Strategic initiatives – by definition – intend to achieve organizational transformation. The transformed organization will be owned by the next generation of leaders. It makes sense include their energy and ideas in a strategic initiative.
I recently was involved with an exceptional strategic initiative team. One of the things that stood out was how the initiative allowed for – and encouraged the contributions of next-generation leaders. How are you doing at mentoring, coaching and developing them?
Here are five suggestions for including and leveraging the talents of new, smart voices.
- Engage – Look for ways to make the team experience one of action. Strategic thinkers have a playful mindset. If you don’t know what the word ‘gamification’ means, look it up!
- Listen – This is a part of engagement, but is so important that it needs to be called out separately. As a generational cohort, we have a group that has been told their whole life that they are exceptional individuals. Ask for their advice.
- Tweet! – Twitter and other social media can give you a better perspective on the strategic environment. I can open you up to some of the latest and best thinking.Also, check out and participate in Tweetchats, a fast-moving discussion on a special interest topic.

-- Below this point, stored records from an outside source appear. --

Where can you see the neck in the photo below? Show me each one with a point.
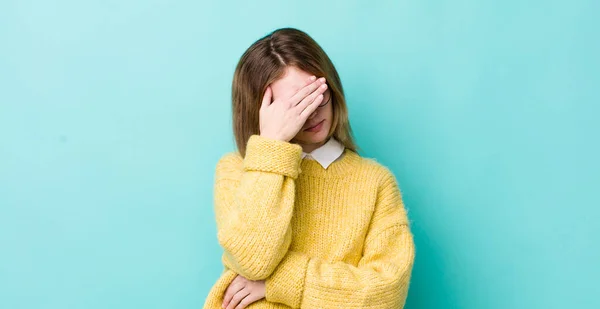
(308, 148)
(339, 168)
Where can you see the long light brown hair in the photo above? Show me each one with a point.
(264, 62)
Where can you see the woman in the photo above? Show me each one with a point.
(304, 221)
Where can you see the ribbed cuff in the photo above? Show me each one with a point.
(286, 284)
(275, 156)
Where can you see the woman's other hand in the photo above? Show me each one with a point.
(241, 292)
(282, 119)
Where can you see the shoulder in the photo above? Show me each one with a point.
(230, 163)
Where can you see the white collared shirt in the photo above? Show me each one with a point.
(327, 153)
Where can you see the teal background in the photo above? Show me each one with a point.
(113, 115)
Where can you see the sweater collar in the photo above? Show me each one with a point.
(326, 154)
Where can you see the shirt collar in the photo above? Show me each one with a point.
(326, 154)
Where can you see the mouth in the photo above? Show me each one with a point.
(315, 127)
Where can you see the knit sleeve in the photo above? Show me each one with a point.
(254, 199)
(380, 280)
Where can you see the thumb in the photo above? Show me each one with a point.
(267, 98)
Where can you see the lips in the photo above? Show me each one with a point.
(315, 125)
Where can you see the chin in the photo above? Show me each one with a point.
(312, 138)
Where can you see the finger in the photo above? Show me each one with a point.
(237, 298)
(311, 98)
(312, 107)
(252, 297)
(267, 98)
(302, 93)
(234, 287)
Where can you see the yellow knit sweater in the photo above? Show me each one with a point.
(321, 238)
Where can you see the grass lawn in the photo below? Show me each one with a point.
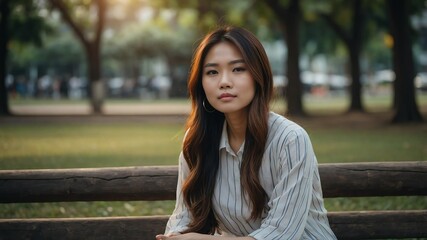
(78, 144)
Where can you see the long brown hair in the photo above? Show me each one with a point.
(201, 144)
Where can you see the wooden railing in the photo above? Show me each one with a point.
(159, 183)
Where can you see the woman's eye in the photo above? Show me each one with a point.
(211, 72)
(239, 69)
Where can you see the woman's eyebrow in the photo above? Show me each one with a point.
(230, 63)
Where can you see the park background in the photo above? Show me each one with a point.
(103, 84)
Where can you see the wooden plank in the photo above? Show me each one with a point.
(379, 224)
(118, 228)
(159, 183)
(346, 225)
(91, 184)
(374, 179)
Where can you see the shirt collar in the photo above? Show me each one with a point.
(224, 144)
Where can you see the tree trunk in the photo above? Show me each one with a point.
(96, 84)
(92, 48)
(353, 41)
(405, 102)
(4, 39)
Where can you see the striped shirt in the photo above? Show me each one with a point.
(289, 176)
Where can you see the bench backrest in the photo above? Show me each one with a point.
(159, 183)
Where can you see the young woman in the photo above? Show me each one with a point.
(244, 172)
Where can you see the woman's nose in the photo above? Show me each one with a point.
(225, 81)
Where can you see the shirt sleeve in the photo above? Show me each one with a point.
(290, 200)
(180, 217)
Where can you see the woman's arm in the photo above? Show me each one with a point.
(291, 197)
(180, 217)
(197, 236)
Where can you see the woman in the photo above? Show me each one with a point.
(244, 172)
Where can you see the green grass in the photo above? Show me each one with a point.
(78, 145)
(57, 144)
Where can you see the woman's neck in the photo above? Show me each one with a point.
(236, 129)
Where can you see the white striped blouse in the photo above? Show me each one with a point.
(289, 176)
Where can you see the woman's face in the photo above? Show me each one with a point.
(227, 82)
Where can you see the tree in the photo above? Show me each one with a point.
(403, 63)
(352, 39)
(289, 17)
(91, 45)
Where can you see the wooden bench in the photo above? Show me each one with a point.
(159, 183)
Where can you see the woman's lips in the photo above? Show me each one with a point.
(226, 96)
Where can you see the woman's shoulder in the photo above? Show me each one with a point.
(279, 125)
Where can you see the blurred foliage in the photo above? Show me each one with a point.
(139, 30)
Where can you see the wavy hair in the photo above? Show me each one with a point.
(201, 144)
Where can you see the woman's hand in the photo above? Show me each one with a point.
(187, 236)
(197, 236)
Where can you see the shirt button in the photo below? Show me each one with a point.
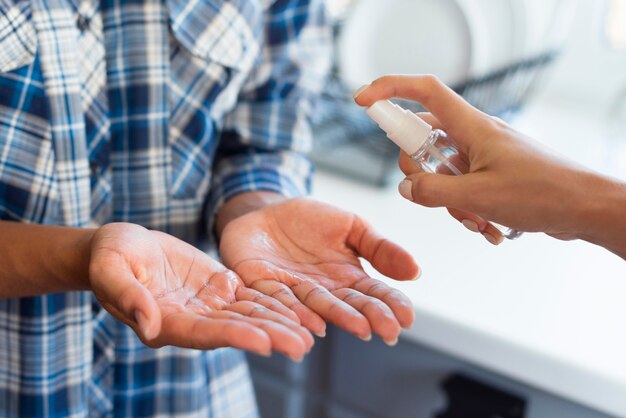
(83, 23)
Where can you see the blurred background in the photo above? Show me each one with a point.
(504, 56)
(532, 329)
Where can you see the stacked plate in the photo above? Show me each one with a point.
(457, 40)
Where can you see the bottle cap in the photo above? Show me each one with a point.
(402, 126)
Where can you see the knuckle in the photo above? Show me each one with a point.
(423, 191)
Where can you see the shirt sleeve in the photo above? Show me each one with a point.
(267, 135)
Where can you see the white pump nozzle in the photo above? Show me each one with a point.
(403, 127)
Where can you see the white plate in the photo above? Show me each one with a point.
(406, 36)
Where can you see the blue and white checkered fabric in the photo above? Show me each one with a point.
(153, 112)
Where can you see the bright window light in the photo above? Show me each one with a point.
(616, 24)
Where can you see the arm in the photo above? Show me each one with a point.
(169, 292)
(39, 259)
(512, 180)
(301, 252)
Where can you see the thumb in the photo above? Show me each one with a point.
(120, 293)
(437, 190)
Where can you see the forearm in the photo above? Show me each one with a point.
(39, 259)
(604, 222)
(242, 204)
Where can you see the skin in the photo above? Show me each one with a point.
(294, 265)
(306, 255)
(511, 179)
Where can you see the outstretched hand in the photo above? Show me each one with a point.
(171, 293)
(306, 255)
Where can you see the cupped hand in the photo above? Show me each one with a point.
(512, 180)
(306, 254)
(171, 293)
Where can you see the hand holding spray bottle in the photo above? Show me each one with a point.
(430, 149)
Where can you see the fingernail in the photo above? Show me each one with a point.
(493, 240)
(406, 189)
(471, 225)
(392, 343)
(360, 90)
(142, 322)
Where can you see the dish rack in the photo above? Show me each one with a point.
(349, 143)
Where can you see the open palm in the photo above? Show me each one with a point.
(306, 254)
(171, 293)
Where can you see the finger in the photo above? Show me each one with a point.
(476, 224)
(399, 304)
(386, 257)
(455, 114)
(382, 320)
(284, 295)
(254, 310)
(116, 286)
(282, 338)
(435, 190)
(245, 293)
(332, 309)
(190, 330)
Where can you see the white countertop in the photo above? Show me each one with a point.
(550, 314)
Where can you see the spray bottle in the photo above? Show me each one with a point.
(430, 149)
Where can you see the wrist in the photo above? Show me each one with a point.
(71, 263)
(602, 221)
(243, 204)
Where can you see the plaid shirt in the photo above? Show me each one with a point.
(153, 112)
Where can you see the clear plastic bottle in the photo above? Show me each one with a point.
(430, 149)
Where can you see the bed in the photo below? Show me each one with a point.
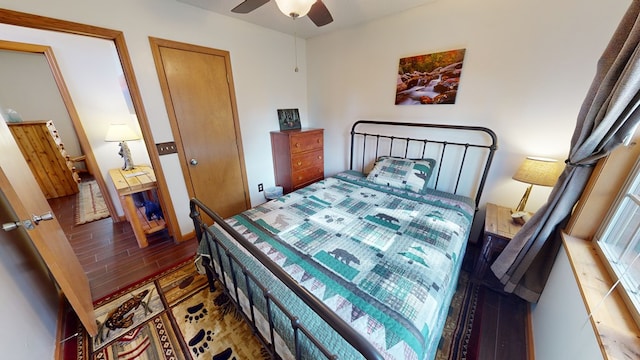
(362, 264)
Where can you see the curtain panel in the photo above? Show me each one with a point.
(608, 115)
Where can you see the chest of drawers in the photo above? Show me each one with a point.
(298, 157)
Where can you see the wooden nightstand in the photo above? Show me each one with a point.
(129, 182)
(499, 229)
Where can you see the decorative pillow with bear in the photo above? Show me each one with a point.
(402, 173)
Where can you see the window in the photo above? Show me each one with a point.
(618, 241)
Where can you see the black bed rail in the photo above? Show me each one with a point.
(204, 233)
(409, 147)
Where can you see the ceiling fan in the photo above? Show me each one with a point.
(315, 9)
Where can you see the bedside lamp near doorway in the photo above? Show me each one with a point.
(122, 133)
(536, 171)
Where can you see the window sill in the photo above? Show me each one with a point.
(617, 333)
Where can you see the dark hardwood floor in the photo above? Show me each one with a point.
(109, 253)
(501, 330)
(111, 258)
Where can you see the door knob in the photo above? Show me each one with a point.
(29, 223)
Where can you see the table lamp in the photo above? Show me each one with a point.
(536, 171)
(122, 133)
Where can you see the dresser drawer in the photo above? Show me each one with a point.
(306, 141)
(301, 161)
(306, 176)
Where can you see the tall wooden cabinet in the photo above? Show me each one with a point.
(44, 151)
(298, 157)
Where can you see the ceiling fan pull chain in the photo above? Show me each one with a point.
(295, 49)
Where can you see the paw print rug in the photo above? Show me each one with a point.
(172, 316)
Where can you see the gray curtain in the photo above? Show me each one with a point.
(608, 115)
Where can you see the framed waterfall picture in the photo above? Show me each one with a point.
(289, 119)
(429, 79)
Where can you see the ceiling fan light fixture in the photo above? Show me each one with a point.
(295, 8)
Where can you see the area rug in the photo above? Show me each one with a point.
(174, 316)
(90, 205)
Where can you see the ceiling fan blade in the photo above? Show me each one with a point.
(248, 6)
(319, 14)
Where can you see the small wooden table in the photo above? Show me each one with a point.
(499, 229)
(128, 182)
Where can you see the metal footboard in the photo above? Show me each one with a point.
(300, 331)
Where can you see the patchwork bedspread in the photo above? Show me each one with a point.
(385, 260)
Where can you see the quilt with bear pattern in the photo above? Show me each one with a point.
(385, 260)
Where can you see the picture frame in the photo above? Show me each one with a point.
(289, 119)
(429, 79)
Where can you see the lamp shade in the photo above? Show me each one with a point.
(295, 8)
(120, 132)
(538, 171)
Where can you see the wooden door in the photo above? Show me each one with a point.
(198, 90)
(26, 199)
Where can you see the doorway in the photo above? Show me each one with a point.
(54, 26)
(197, 85)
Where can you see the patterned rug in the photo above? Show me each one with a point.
(90, 205)
(174, 316)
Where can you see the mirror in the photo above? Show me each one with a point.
(94, 142)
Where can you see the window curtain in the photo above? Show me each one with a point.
(608, 115)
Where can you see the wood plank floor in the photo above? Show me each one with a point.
(111, 258)
(109, 253)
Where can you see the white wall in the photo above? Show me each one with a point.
(562, 327)
(93, 76)
(34, 94)
(527, 68)
(262, 62)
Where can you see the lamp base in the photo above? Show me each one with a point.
(125, 153)
(523, 201)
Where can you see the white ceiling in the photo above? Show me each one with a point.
(346, 13)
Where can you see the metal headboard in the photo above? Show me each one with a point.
(463, 153)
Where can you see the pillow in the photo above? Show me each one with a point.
(402, 173)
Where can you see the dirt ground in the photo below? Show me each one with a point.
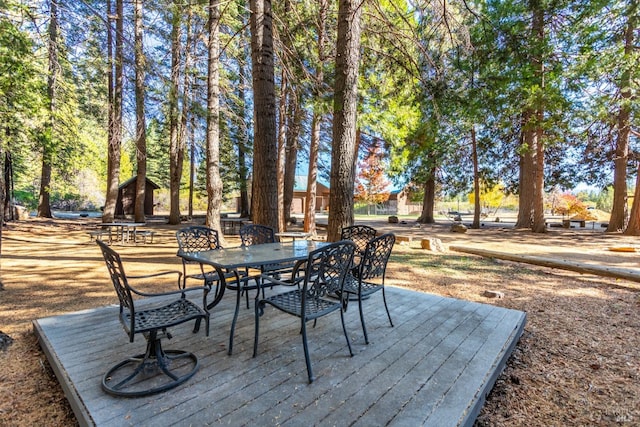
(577, 363)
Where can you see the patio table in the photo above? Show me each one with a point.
(232, 259)
(294, 234)
(124, 229)
(233, 225)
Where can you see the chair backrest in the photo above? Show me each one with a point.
(256, 234)
(376, 256)
(360, 235)
(326, 269)
(197, 238)
(120, 283)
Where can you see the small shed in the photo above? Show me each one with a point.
(300, 195)
(125, 205)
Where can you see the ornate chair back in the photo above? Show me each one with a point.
(256, 234)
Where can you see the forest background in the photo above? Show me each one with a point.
(451, 97)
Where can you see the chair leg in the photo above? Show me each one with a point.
(364, 328)
(235, 317)
(307, 359)
(155, 360)
(344, 329)
(384, 298)
(258, 313)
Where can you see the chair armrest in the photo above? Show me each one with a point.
(162, 273)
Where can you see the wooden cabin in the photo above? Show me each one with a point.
(125, 205)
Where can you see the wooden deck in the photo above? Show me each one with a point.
(434, 368)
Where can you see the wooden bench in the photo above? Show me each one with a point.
(144, 234)
(99, 234)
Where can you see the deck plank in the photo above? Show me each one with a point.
(434, 367)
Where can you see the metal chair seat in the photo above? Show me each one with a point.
(156, 370)
(368, 276)
(291, 302)
(172, 314)
(365, 289)
(324, 273)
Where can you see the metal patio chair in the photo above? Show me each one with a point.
(256, 234)
(360, 235)
(324, 273)
(197, 238)
(368, 277)
(156, 370)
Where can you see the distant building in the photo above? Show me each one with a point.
(399, 203)
(125, 205)
(300, 196)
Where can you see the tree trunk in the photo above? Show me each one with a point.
(296, 115)
(538, 224)
(344, 118)
(44, 202)
(624, 116)
(192, 161)
(282, 144)
(141, 126)
(312, 177)
(428, 201)
(186, 95)
(526, 181)
(214, 183)
(243, 143)
(476, 179)
(176, 153)
(264, 201)
(115, 111)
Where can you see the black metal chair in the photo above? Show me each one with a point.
(324, 273)
(256, 234)
(198, 238)
(156, 370)
(360, 235)
(368, 277)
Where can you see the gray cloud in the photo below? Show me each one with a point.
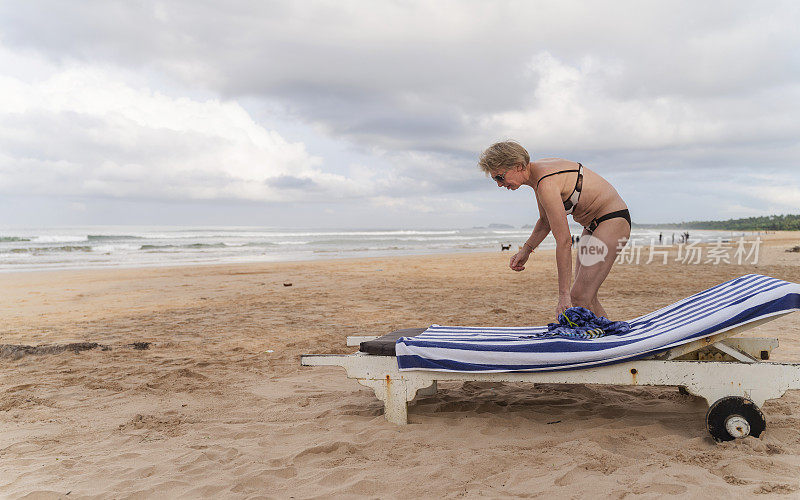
(626, 86)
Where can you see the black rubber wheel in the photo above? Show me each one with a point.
(734, 417)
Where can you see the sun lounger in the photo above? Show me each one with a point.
(689, 344)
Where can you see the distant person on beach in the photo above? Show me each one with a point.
(562, 188)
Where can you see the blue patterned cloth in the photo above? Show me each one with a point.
(484, 349)
(581, 323)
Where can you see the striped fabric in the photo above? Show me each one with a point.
(484, 349)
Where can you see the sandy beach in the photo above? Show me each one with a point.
(218, 405)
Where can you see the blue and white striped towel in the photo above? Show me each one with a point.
(504, 349)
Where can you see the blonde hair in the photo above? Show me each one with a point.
(502, 156)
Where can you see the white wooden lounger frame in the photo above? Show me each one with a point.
(716, 368)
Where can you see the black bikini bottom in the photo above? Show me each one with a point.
(612, 215)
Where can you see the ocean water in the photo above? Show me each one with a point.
(28, 249)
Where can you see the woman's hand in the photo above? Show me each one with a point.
(564, 303)
(519, 259)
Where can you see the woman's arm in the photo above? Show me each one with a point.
(540, 231)
(549, 195)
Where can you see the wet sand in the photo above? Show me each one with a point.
(219, 406)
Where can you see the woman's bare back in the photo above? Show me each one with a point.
(598, 196)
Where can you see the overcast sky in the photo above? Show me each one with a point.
(373, 114)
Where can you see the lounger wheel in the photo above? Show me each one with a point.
(734, 417)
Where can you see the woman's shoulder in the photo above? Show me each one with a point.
(546, 166)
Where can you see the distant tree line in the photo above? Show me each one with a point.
(764, 223)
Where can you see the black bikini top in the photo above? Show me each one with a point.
(572, 200)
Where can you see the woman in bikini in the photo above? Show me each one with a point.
(562, 188)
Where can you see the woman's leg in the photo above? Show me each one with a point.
(612, 234)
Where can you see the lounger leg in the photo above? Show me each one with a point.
(428, 391)
(395, 394)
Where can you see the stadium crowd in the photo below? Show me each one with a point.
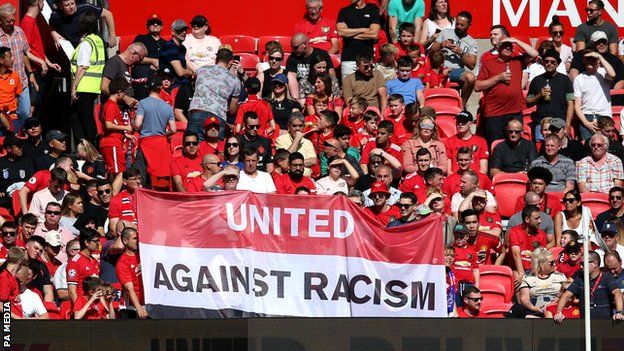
(371, 106)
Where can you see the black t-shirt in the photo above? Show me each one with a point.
(358, 18)
(282, 110)
(14, 171)
(67, 26)
(618, 66)
(263, 145)
(574, 150)
(172, 52)
(301, 65)
(560, 87)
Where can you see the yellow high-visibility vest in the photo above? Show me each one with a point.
(92, 79)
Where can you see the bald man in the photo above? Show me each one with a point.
(298, 64)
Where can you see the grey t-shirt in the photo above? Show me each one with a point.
(214, 87)
(584, 32)
(547, 223)
(467, 44)
(156, 115)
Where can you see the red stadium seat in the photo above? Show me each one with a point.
(284, 40)
(500, 275)
(442, 97)
(496, 310)
(508, 187)
(249, 62)
(240, 43)
(596, 202)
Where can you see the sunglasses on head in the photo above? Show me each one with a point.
(104, 191)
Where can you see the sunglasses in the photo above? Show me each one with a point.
(475, 299)
(105, 191)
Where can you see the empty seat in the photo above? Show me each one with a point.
(284, 40)
(240, 43)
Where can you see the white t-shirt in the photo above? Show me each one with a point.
(594, 91)
(60, 277)
(32, 306)
(457, 199)
(328, 186)
(261, 184)
(201, 52)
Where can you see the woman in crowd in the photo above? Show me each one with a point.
(542, 286)
(231, 153)
(574, 216)
(268, 70)
(439, 18)
(565, 51)
(93, 165)
(281, 104)
(71, 208)
(323, 86)
(425, 135)
(337, 179)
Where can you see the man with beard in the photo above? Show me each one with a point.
(595, 23)
(320, 30)
(551, 92)
(381, 210)
(251, 139)
(460, 53)
(288, 183)
(149, 65)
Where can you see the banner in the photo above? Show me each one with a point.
(239, 254)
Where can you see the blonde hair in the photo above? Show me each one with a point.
(539, 256)
(91, 152)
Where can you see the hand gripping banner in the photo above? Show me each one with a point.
(239, 254)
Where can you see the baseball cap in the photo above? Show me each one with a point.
(199, 21)
(464, 116)
(552, 53)
(53, 238)
(212, 120)
(154, 17)
(55, 135)
(557, 123)
(379, 187)
(460, 229)
(540, 173)
(597, 36)
(178, 25)
(608, 227)
(11, 140)
(31, 122)
(280, 78)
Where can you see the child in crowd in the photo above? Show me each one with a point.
(437, 75)
(96, 303)
(259, 106)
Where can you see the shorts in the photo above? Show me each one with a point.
(115, 159)
(455, 75)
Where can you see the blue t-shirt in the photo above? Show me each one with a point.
(156, 115)
(405, 88)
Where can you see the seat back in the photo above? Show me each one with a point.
(240, 43)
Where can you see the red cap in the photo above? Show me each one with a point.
(154, 16)
(212, 120)
(379, 187)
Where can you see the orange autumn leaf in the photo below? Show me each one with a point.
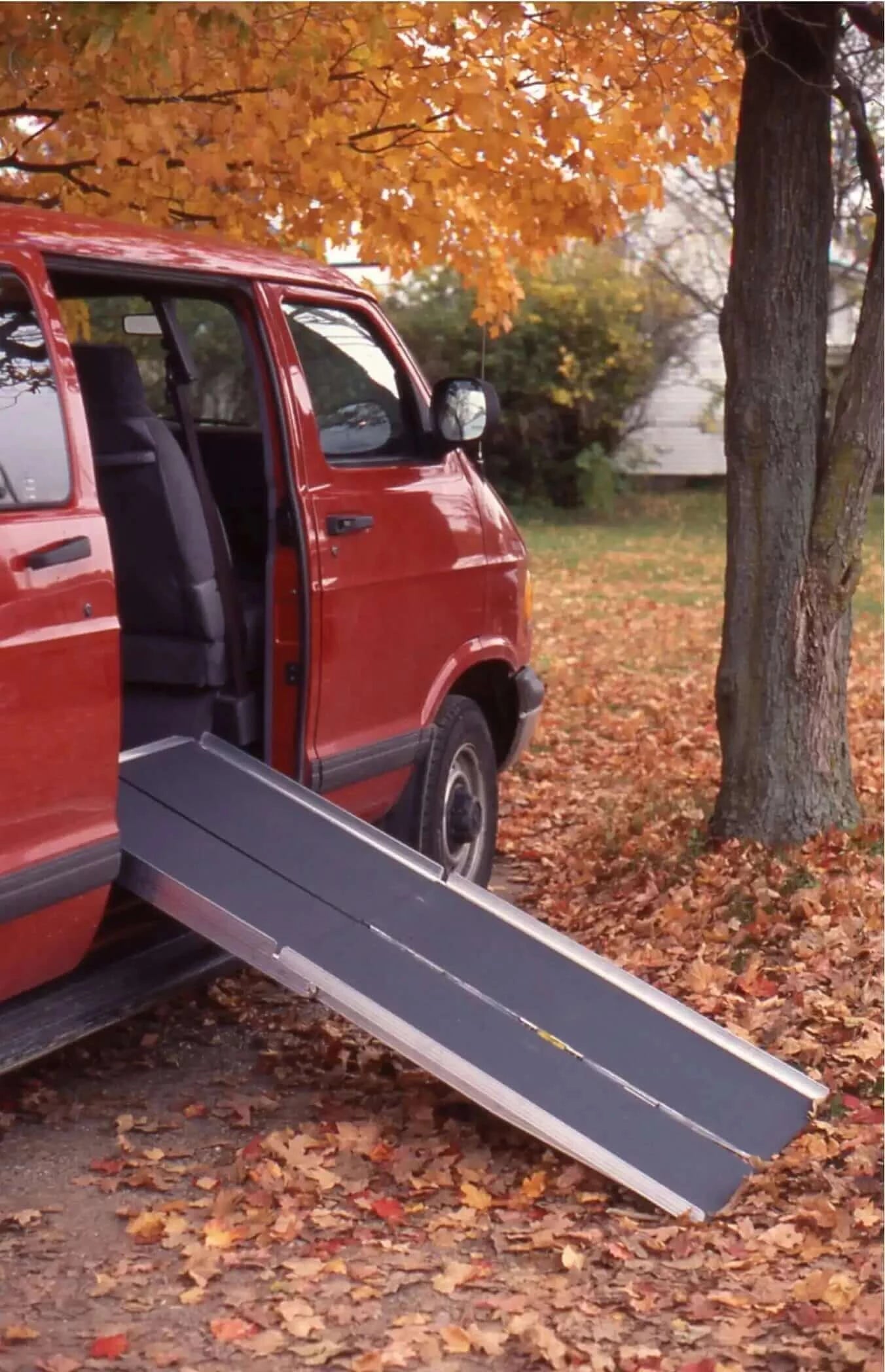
(294, 122)
(109, 1346)
(232, 1330)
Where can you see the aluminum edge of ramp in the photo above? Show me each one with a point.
(453, 977)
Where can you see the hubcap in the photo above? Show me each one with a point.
(464, 814)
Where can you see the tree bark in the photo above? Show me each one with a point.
(797, 494)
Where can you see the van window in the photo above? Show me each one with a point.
(33, 453)
(224, 391)
(361, 399)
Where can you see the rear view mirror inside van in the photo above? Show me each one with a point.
(141, 325)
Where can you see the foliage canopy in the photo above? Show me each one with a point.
(589, 342)
(479, 135)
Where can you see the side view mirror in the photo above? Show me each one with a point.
(464, 409)
(143, 325)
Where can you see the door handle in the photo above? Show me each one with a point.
(67, 552)
(348, 523)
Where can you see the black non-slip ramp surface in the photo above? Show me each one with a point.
(515, 1016)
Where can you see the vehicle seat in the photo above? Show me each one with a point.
(170, 609)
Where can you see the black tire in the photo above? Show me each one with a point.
(459, 793)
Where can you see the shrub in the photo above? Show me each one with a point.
(589, 344)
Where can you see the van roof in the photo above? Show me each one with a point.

I confess that I was a little slow to establish a presence on Twitter. Now I am active (follow me @GregGithens, and search for #strategicthinking, #strategyexecution, and #strategicinitiatives as some examples). I am learning new and valuable ways of seeing the world of strategy and of work. The 140 character format has caused me be to a more concise communicator.
- Encourage Disruptive Thinking – Change is prevalent in every organization, industry, and situation. Next generation leaders like to talk about disruptive technologies. Let them!
- Learn – I stand in front or audiences all the time and see the contrasts of the next generation of leaders with Baby Boomers. Next generation leaders must become competent at 1) thinking strategically, 2) understanding the parts of the business and how they fit together, and 3) driving change.
I teach two seminars that provide for a nice mix of thinking for Boomers and for next generation leader (shameless plug). The first is Leading Strategic Initiatives (Program Management) which is full of practical tools and insights for the topic. My newest seminar is How to Think Strategically and Apply Business Acumen, which I designed to provide tools for the top-three needs of next generation leaders.
Do you agree that organization need to include new, smart voices in their strategy development and in their strategic initiatives? What other ideas do you have for including and leveraging their talents?